Разумеется, проблемы законности неоднократно затрагивались князем. В русле своего общего отношения к событиям он считал, что война ведется за упразднение международного права. Не соглашаясь с ним в целом, я присоединялся к одному из частных его высказываний, очень точно сформулировавшему мои тогдашние сомнения. Он сказал дословно следующее: «Когда люди с первоклассным юридическим образованием начинают аргументировать что-либо этически, это возбуждает самые худшие подозрения».
Мои подозрения не были самыми худшими, но как человек, воспитанный западным обществом, я испытывал определенное недоумение. Дело в том, что противопоставление морали и права не считается у нас обычным, а уж тем более почтенным делом. Более того, к таким противопоставлениям прибегает, как правило, публика небезупречная. Сейчас я вообще склонен думать, что противопоставление морали и права по сути своей — мнимое, что в некотором смысле право — это и есть мораль, только систематизированная, вобравшая в себя все случавшиеся ситуации. Не допуская какой-то частной «справедливости», право все равно защищает справедливость. По большому счету защищает.
Предметом особых моих размышлений было понятие «развития права», в те дни официально оправдывавшее нарушение законов. Это понятие основывалось на том, что права личности должны быть поставлены выше прав государства. Мне казалось, что такая точка зрения должна быть близка князю как человеку, считавшему, что история существует исключительно для реализации личности. Когда я спросил его, как он относится к идее развития права, он ответил, что это зависит от того, кто и как его развивает.
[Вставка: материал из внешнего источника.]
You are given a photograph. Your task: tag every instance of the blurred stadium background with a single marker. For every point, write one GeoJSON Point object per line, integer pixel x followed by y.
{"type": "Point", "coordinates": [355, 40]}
— Если вас интересует мое мнение об иерархии прав, — сказал князь, — то выше я, пожалуй, поставлю права личности. Но права государства — это тоже права личности, и потому здесь следует быть очень осторожным. Идея защиты прав личности — меч обоюдоострый, а это очень опасный инструмент. Знаете, почему в международном праве государство до сих пор стоит выше личности? Да потому что попранными правами личности легко оправдать агрессию более сильного государства. Ну, представьте, что где-то полиция избила человека. Права этой личности попраны? Несомненно. Теперь ответьте мне: достаточный ли это повод для войны?
— Вряд ли.
— Согласен. А какой — достаточный? Пятьдесят, тысяча, десять тысяч? Кто это устанавливает? Это не праздный вопрос. Гитлер, например, считал, что обижают судетских немцев. Он был сильнее Чехословакии, и потому у него были средства доказать, что это так. Идея защиты прав личности верна при одном условии: решение о вмешательстве в дела государства принимает все мировое сообщество, а не заинтересованные в агрессии государства.
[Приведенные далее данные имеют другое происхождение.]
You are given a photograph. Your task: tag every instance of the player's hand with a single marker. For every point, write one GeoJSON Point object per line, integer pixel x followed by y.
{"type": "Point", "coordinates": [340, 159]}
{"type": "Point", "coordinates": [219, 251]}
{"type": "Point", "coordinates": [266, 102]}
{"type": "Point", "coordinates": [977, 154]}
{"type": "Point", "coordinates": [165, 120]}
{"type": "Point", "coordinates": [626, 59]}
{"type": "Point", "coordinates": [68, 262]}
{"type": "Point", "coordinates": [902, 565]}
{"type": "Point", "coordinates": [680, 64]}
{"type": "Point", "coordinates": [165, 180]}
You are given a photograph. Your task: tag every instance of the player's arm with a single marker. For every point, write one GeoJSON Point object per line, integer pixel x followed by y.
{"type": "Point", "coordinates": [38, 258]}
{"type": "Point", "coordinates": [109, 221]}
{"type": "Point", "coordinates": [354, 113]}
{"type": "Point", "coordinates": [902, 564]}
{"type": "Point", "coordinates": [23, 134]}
— Но если мировое сообщество не принимает никаких решений — что делать тогда?
— Проявлять сдержанность, мой друг, проявлять сдержанность. Потому что при несогласованном вмешательстве будет только хуже. Ведь тот, кто был против такого решения, начнет помогать противоположной стороне. Мало-помалу конфликт примет глобальные размеры… Да такое решение и не нужно, если ситуация сомнительна, вот в чем дело-то.
Но в понятии «развитие права» для меня существовало еще одно недоумение, которое я уже не стал обсуждать с князем. Почему право решило развиваться именно сейчас, когда это выгодно атакующей стороне? Рассуждав в неюридических своих категориях, я представлял себе шахматную партию, в которой один из партнеров вдруг стал бы ходить слоном на манер коня и объяснил бы это развитием правил. Но даже если есть какой-то высший смысл в том, чтобы менять правила во время игры, почему было не сделать этого раньше, в защиту гораздо более несчастных курдов? Мне становилось не по себе от мысли, что выборочно применяемое право перестает быть правом, а становится худшим видом произвола.
Война коренным образом изменила наше с Настей отношение к прессе: вначале — в смысле количества уделяемого ей времени, а впоследствии — в смысле доверия ей. Возвращаясь с работы, мы приносили по четыре-пять свежих газет, чего прежде никогда не случалось. Во время нашего пребывания дома Настя (а следовательно, и я) почти неотрывно смотрела новости, переключая телевизор с одного канала на другой. Наконец, постоянным источником информации был для нас наш сосед Кранц, не прекративший своих визитов с Настиным переездом ко мне. Кажется, он совершенно не удивился ее появлению и продолжал держаться так же, как и до него. Заинтересовавшись войной, Кранц уже не ограничивался телевизором, а, подобно нам, приналег на газеты и даже приносил их время от времени для прочтения. Доставлялись газеты неаккуратно сложенными пачками, сразу за несколько дней. Кранц по-прежнему являлся в спортивном костюме, с бутылкой пива в руке. Свободной рукой он прижимал к груди газеты, что, по мнению Насти, окончательно придавало ему вид городского сумасшедшего.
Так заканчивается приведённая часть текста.